Database Architectures for Business Intelligence Demystified: A Concise Comparison

Introduction

The year 2008 was one of drastic change in the world economy and in society. Major financial institutions collapsed, while Internet social networking service providers such as Facebook and Twitter (and later Uber and WhatsApp) grew exponentially.

This resulted in enormous changes in the database (DB) arena that had been based on the RDBMS (Relational Database Management System) paradigm since the late 1970s. This paradigm ensured high consistency and data integrity on the one hand, and high availability on the other hand, and was popular within the enterprise world, especially within financial institutions that could afford the high maintenance costs and effort required to scale up their databases.

However the new social media companies required something drastically different. The new service providers preferred high-availability, and the ability to scale their networks with low CapEx and OpEx in terms of hardware costs and personnel.

Data stores cannot support availability, consistency and partitioning (scaling) simultaneously (according to the CAP theorem), and this provided an opportunity for new radically different data storage products that began leading in many segments.

But are the new products really significant, and should you use them? And, most importantly, do they work with the leading Business Intelligence (BI) tools in the market? In this paper we explore these questions and provide clear guidelines as to which products we recommend, and for what purpose.

What data stores should you consider?

Data stores only become relevant when people and organizations use them. Important considerations when choosing a data store include the ease of report generation and analysis, and whether it is supported by Business Intelligence (BI) tools like Tableau, Qlik or Microstrategy. When a BI software vendor invests significant resources to support a data store then this is a good indication that the data store is worth considering.

Most of us are familiar with the most common RDBMS systems such as Oracle, MySQL, Microsoft SQL Server, IBM DB2, and Sybase ASE that still lead the data store market today (see db-engines.com ranking scores), however there are new data stores on the rise today.

According to our analysis, and data from the DB-Engines knowledge base, the market share of columnar databases (Cassandra, HPE Vertica, Sybase IQ, MonetDB, and SAP HANA), MPP (Massively Parallel Processing) databases (RedShift, IBM Netezza, Pivotal Greenplum, Teradata, Snowflake,and Hadoop Hive), search engines (Splunk, Solr, Attivio), and document data stores (MongoDB, Couchbase, MarkLogic) are gaining significant market share and are coming mainstream.

So what is causing this dramatic shift? Why have so many new data store categories been created in the last 10 years, and what business purposes do they serve? We will provide some possible answers to these questions below.

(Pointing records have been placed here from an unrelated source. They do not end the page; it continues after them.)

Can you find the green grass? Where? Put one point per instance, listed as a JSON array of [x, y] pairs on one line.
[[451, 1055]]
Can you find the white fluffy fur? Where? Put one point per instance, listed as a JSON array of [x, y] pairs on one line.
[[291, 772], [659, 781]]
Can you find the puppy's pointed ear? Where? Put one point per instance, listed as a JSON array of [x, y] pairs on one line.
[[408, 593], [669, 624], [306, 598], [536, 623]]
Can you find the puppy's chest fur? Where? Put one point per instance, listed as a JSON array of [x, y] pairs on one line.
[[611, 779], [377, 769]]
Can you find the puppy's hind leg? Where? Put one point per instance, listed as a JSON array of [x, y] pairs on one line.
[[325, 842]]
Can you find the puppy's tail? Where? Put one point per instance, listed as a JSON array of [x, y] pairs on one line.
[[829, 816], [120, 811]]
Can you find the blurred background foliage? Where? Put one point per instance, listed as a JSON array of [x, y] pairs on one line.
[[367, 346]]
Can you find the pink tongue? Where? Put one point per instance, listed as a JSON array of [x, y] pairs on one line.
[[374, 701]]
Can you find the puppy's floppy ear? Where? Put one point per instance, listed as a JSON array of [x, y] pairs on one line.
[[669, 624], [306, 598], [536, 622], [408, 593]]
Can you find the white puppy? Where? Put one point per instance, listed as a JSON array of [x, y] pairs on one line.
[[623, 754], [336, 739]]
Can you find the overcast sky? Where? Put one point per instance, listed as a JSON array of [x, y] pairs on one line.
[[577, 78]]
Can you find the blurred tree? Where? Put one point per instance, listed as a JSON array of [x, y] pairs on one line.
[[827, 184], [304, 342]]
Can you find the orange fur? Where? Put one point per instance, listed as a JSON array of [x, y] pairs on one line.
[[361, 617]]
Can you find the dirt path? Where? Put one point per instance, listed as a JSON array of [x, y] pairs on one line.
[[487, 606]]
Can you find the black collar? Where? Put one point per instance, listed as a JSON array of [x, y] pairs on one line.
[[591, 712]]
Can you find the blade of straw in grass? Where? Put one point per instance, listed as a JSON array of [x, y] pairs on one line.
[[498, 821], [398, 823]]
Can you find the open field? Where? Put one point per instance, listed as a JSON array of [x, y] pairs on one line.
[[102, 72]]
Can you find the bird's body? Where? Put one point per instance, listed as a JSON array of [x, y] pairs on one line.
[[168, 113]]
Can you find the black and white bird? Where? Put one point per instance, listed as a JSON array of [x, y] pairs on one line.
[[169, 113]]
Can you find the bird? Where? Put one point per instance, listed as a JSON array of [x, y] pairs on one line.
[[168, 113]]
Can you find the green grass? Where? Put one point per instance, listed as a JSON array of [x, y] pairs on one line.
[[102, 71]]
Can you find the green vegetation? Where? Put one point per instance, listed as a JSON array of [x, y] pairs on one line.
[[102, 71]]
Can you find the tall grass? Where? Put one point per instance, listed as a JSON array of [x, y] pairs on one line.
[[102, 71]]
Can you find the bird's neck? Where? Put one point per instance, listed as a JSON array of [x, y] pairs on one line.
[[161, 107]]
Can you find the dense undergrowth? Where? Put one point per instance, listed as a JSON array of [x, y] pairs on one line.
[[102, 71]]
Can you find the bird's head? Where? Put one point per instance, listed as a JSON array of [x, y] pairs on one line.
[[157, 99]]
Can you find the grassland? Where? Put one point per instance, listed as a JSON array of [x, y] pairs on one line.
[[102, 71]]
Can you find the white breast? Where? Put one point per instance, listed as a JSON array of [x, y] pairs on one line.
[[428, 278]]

RDBMS: Relational Database Management System

Short intro

RDBMS systems are probably the most solid data store solution to date, and have been at the heart of the most common information storage solutions since the 1970s. The design of RDBMS systems best fits enterprise requirements where no transactions can afford to be lost, and high availability is a priority.

Leading products in this category

The leading products in this category are Oracle DB, MySQL, Microsoft SQL Server, IBM DB2. Sybase ASE and Postgres.

Key architecture

Presents data to the user as relationships between entities. Each entity is presented in a tabular format and each table consists of a set of rows and columns.
Provides relational operators such as JOIN and UNION to manipulate the data in its tabular format
The most common standardized query language is ANSI SQL, although most vendors use extensions to this standard
Data is saved fully normalized

Strengths

Strong consistency of the data
Includes mature High Availability (HA) solutions
Minimal redundancy of data
Independence from the physical data, since it can be stored using various storage engines, and can also be retrieved in the same way

Weaknesses

Poor representation of 'real world' entities, and requires substantial efforts by software engineers to transform the object-oriented data to an entity model
A nonlinear and complex scaling solution
High Database Administration (DBA) and maintenance costs
Difficult to represent complex data types using RDBMS as there is a data structure
In large data stores it is difficult to change the table structure without causing major downtime, or a slowdown in the system
No support for recursive queries. This limits support for hierarchical data models such as organization structure

Common use cases

Financial transaction systems
Low volume inter-organization data entry systems

RDBMS and BI

For decades BI tools have been designed to work with RDBMS systems that support JOIN between tables, and SQL, however ‘Big data’ RDBMS often fail to scale resulting in poor BI performance.

Tidbit

F. Codd, from IBM, invented the term "relational database" in 1970. He introduced the term in a paper he published: "A Relational Model of Data for Large Shared Data Banks".

Document Data Stores

Short intro

Document data stores are the heart of many modern information systems. Software engineers love the many useful features of document data stores such as built-in sharing, easy-to-setup clusters, end-to-end support for JSON and rapid deployment that avoids the need for a DBA in the initial phase.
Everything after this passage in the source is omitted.